It’s 2020 and I’m still marveling that the 90s were so long ago! 2019 ended on a not so great note medically as I’ve been dealing with increasing right leg pain for the last few months. I did not repeat the mistakes I made when I was initially diagnosed and definitely reported my pain, frequently and urgently. While I am grateful to the doctors on my team who listened and responded, I’m extremely disappointed that my experience with a new doctor who was supposed to offer options had to result in me filing a formal complaint against her and her physician assistant who dismissed my pain and acted as if I was making it up.
I do have certain expectations of the people who are paid to assist me with my medical treatment. My visits with these people are not voluntary, I have to go. Their job is clear … to treat my cancer, the symptoms of that cancer along with the symptoms of the medication the doctors prescribe for me, and to look at me as a human being while performing task one and two. To me, the third part becomes extremely important when pain is involved and when any part of this three legged stool is compromised, the entire thing collapses.
So, here’s the chronology and the remaining tasks …
I’ve seen my physical medicine doctor, who was a bit stymied by my symptoms. He attributed the pain to the Mets in my right leg/hip. Some of you may remember that I had a 5 cm tumor in the middle of my right femur when I was diagnosed back in 2017. That femur was about to shatter when an orthopedist inserted a titanium rod inside that femur (along with the one on my left side). My right leg has had a lot of trauma, but this was a new pain and it has increased over the last few months.
After the physical exam, my physical medicine doctor sent me for xrays and an MRI. The X-rays showed that the hardware (one rod and 4 screws in each femur) are still properly placed. Some of you may remember that I developed heterotrophic ossification (HO) in early 2018, which is when microscopic shards of bone are left in the muscles and then it starts to grow. Super painful! The really bad thing is that the protocol is simply to increase muscle mass to deal with it, while dealing with and/or medicating the symptoms. The HO is mostly absorbed on the left side but there’s some still showing up on the right side, which could be part of the reason I’m in so much pain.

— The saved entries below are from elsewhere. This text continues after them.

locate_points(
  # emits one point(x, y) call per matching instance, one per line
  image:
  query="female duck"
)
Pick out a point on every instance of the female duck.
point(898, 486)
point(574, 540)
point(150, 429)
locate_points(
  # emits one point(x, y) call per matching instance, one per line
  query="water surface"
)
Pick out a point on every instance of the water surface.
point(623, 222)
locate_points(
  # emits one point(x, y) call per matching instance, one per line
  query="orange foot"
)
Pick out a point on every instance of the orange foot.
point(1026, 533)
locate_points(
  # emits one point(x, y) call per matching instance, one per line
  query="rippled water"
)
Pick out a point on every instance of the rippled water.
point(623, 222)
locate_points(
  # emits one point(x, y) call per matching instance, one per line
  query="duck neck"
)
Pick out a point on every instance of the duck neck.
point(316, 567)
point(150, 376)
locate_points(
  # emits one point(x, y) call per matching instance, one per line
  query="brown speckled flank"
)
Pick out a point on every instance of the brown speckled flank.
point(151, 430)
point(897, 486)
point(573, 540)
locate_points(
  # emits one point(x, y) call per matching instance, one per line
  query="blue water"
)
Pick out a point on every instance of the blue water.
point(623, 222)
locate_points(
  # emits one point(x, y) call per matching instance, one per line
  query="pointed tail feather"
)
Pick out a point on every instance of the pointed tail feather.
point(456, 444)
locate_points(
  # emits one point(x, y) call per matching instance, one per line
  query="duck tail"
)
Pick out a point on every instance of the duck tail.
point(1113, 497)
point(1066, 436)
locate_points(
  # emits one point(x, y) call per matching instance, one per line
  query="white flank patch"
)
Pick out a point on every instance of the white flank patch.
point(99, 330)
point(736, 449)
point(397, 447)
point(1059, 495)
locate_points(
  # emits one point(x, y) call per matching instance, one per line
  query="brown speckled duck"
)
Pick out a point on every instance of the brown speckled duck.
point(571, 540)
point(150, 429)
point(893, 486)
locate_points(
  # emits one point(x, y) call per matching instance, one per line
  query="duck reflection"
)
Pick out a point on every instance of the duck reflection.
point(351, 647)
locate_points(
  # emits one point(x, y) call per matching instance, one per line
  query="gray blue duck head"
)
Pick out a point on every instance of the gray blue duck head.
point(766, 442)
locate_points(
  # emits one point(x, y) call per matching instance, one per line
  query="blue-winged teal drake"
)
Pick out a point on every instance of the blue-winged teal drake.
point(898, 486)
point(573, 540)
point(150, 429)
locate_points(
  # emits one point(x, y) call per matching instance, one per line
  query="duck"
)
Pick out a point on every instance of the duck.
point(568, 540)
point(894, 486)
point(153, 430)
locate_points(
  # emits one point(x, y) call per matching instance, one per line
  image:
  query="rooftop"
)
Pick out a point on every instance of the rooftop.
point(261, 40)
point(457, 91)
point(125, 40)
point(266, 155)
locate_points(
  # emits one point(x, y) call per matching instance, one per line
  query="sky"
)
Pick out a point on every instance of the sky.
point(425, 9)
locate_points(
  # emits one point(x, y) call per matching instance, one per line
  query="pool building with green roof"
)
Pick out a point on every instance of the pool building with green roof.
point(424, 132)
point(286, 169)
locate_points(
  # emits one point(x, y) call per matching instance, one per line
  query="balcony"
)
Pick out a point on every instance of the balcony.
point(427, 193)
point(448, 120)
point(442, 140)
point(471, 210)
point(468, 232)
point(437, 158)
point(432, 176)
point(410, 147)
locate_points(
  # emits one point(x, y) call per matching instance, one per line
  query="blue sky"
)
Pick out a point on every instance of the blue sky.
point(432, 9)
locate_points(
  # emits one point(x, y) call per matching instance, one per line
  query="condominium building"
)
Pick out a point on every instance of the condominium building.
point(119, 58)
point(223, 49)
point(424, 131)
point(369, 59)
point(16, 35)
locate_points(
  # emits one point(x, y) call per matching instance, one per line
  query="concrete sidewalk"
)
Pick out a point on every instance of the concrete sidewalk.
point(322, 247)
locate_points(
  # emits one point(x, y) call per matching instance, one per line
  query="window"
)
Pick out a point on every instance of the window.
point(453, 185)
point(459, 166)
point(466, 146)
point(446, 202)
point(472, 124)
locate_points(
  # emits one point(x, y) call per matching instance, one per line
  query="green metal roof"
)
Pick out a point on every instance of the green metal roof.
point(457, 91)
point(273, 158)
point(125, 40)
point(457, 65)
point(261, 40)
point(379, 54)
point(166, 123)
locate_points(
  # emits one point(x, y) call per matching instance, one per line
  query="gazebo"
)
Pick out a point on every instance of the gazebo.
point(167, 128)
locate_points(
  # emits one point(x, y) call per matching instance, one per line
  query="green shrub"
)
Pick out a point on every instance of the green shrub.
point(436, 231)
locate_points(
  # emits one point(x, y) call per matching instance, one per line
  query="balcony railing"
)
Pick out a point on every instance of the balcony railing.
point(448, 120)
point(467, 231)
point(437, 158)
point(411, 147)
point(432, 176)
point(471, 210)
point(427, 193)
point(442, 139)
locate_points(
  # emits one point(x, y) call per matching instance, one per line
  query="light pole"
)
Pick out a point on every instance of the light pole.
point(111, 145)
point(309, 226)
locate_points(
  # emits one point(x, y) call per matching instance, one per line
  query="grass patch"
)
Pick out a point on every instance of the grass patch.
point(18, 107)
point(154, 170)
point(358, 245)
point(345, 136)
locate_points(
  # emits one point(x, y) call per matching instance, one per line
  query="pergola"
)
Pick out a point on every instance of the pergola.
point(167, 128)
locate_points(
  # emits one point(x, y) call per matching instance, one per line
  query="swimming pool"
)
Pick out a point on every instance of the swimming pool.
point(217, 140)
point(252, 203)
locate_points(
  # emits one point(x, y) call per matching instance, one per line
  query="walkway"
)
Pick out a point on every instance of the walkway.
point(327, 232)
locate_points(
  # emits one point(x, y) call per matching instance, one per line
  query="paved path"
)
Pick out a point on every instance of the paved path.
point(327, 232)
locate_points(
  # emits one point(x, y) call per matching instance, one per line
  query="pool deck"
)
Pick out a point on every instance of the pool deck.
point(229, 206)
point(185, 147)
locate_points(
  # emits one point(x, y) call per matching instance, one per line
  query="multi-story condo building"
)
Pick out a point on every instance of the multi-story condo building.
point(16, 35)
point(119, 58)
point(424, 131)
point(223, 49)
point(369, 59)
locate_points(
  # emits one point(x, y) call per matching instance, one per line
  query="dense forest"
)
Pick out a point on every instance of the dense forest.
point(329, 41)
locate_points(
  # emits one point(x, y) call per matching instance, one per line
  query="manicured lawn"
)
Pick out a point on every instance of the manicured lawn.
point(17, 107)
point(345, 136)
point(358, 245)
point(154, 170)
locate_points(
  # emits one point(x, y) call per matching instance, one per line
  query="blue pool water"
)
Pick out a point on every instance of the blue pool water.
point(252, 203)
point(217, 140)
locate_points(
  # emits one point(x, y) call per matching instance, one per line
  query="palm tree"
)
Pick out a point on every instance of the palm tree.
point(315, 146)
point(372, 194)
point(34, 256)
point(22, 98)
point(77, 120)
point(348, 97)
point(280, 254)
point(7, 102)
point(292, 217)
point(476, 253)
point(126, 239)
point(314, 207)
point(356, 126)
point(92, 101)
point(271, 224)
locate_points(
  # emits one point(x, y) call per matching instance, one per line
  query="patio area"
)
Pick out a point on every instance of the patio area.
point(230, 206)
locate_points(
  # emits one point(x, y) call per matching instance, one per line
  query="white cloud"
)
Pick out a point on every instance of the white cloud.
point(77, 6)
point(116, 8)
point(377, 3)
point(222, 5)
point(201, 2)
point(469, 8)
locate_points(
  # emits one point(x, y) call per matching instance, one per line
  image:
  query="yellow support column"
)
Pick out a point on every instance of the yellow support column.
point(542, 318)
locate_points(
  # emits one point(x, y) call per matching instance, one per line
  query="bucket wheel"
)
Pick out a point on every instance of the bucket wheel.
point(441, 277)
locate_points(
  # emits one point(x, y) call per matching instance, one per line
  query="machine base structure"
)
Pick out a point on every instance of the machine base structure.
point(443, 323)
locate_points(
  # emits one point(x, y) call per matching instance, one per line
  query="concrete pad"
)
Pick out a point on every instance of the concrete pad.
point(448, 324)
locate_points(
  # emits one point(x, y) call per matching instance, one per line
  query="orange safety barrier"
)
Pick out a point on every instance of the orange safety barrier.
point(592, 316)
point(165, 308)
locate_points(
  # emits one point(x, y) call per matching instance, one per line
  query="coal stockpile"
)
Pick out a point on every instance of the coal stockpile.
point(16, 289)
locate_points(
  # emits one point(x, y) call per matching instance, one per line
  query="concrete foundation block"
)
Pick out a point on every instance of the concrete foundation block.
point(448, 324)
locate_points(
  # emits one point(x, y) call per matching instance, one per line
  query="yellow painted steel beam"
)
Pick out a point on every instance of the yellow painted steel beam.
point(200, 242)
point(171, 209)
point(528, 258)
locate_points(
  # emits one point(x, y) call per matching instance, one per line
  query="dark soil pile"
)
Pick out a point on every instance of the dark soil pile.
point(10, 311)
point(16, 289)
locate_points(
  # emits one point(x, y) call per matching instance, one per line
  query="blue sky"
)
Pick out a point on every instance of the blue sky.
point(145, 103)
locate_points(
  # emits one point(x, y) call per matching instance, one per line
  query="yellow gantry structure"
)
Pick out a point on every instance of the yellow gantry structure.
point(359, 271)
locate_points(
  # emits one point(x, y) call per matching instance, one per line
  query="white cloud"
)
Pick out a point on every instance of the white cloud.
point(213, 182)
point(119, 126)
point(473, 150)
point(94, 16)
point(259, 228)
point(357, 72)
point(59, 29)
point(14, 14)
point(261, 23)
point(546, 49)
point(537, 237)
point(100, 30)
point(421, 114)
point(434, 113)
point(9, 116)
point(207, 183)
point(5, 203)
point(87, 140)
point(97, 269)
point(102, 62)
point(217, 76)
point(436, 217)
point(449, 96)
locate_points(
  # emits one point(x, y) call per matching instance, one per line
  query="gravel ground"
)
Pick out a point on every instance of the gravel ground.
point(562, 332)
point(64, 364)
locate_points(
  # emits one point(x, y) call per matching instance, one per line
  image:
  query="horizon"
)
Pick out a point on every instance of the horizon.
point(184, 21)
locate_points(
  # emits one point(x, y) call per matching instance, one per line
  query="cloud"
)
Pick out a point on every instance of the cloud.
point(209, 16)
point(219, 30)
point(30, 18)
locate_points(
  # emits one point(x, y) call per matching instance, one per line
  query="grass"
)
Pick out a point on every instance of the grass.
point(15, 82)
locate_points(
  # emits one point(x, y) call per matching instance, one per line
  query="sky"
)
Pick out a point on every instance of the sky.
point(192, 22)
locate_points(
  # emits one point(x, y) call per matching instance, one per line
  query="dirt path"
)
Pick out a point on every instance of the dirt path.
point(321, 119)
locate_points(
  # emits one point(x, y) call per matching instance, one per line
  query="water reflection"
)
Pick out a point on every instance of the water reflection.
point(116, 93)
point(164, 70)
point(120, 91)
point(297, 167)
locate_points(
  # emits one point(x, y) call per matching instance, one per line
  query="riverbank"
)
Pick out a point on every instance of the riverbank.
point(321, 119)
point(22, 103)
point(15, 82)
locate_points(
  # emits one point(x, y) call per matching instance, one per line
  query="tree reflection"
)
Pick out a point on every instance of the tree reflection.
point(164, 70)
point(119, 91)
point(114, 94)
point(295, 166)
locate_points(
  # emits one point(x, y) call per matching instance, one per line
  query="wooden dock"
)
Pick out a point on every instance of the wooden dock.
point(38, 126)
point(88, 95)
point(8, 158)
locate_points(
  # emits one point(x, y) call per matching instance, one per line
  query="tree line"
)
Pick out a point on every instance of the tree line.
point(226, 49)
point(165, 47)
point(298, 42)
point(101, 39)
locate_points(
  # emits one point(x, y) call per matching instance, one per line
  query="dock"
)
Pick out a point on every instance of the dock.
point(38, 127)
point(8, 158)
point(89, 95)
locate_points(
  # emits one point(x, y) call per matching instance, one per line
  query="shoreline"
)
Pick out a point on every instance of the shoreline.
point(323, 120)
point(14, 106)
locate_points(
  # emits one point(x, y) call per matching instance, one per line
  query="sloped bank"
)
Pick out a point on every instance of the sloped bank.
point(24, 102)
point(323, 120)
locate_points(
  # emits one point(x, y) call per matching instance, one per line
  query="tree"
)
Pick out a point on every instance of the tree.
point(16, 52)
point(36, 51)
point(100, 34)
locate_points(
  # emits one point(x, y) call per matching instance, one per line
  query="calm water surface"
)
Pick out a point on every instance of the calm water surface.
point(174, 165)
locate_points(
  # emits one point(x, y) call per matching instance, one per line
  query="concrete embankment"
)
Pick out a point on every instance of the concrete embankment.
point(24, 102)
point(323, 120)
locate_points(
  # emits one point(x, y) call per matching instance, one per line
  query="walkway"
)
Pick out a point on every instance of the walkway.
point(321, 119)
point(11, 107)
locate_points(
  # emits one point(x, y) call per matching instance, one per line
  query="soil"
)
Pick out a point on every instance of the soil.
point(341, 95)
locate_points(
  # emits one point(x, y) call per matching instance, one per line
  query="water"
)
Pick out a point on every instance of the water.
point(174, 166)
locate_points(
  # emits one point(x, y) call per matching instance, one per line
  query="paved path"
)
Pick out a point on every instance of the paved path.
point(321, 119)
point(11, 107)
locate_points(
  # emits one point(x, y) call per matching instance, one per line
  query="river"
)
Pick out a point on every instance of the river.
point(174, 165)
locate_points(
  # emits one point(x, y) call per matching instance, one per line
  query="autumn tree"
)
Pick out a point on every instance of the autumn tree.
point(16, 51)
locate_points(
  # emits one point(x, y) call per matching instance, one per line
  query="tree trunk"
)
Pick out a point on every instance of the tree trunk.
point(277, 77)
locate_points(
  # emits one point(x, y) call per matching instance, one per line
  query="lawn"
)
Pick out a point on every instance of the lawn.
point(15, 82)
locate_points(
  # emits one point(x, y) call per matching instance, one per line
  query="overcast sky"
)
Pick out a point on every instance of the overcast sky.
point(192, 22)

I had the MRI on Christmas Eve and had to repeatedly call and follow up to get the results from the orthopedic oncologist who was so terrible. When she finally got on the phone with me (after I told her supervisor I wouldn’t get off the phone unless she told me), she told me that I likely have progression and I should talk to my medical oncologist. Her dismissive and snippy attitude set me off and I had a rather loud conversation with her about how she should talk to patients. Pretty proud of myself that I managed not to curse her out but hopefully made the point that you don’t say stuff like that which raises anxiety exponentially, don’t offer any solutions, and then just get off the phone. I’m also still pretty incensed that she made no effort to talk to the rest of my medical team and basically just wrote me off.
So I met with my medical oncologist, who is amazing and never makes me go for longer than a day without knowing what’s going on, and we discussed the results of the MRI. There is a met in the head of my right femur that is pretty big. I’m not in danger of my bone shattering any longer because of the hardware, but I still have cancer there. Between the two MRIs in May of 2018 and December of 2019, the met grew from 5 cm to 8 cm. However, I’ve had 5 PET scans in that interval as well and the measurement that indicates activity (aka likely growth) has gone down, especially since I’ve started my current treatment. My last PET was in November of 2019, which was after the pain started.
If your head is spinning, just think how I felt!?
Realistically, I could be in the midst of a progression, which means my second line of treatment may have failed me after 6 months or maybe not. That kind of uncertainty is infuriating. Absolutely infuriating. Almost as infuriating as the pain that gets so bad I’ve had to resort to taking the oxycodone that my pain management doctor insists on prescribing to me even though I resist taking it. I hate how narcotics make me feel but just the fact that I’m taking it nearly every day should give some insight into how bad it is.
The plan, for now, is to stay on my current treatment, get a physical therapy consult to see if further exercises would be helpful, and then a PET in February, which would be the usual three month schedule. I’ve not had to change my routine much because I’m literally the most stubborn person about cancer not taking things away. I don’t enjoy being in pain or the side effucks of the medication I have to take to function, but I’m functioning.
Actually, I’m more than functioning …
My kids have had an amazing Christmas break, the connections I’ve made during 2019 means that I’m stepping into 2020 with options and ideas and really cool opportunities, my husband and my boys are healthy, I love connecting people with lawyers to do pro bono work, I love writing this blog and for ABC, which is a division of HealthUnion, a company full of amazing people, I love serving on the PTA Board at my kiddo’s school and volunteering in the library and I cherish the friendships I’ve made over the past two years, inside and outside of the Mets community.
Sometimes all you need to focus on the silver linings is to write them down.
So that’s my update … I’m starting off 2020 with pain but with a full heart and so much gratitude that I’m still here, still functioning, still parenting, still contributing and that’s the way it will be until it changes. I’m looking forward to seeing how my word of 2020, SACRED, is weaved into the fabric of the year and our experiences as a family.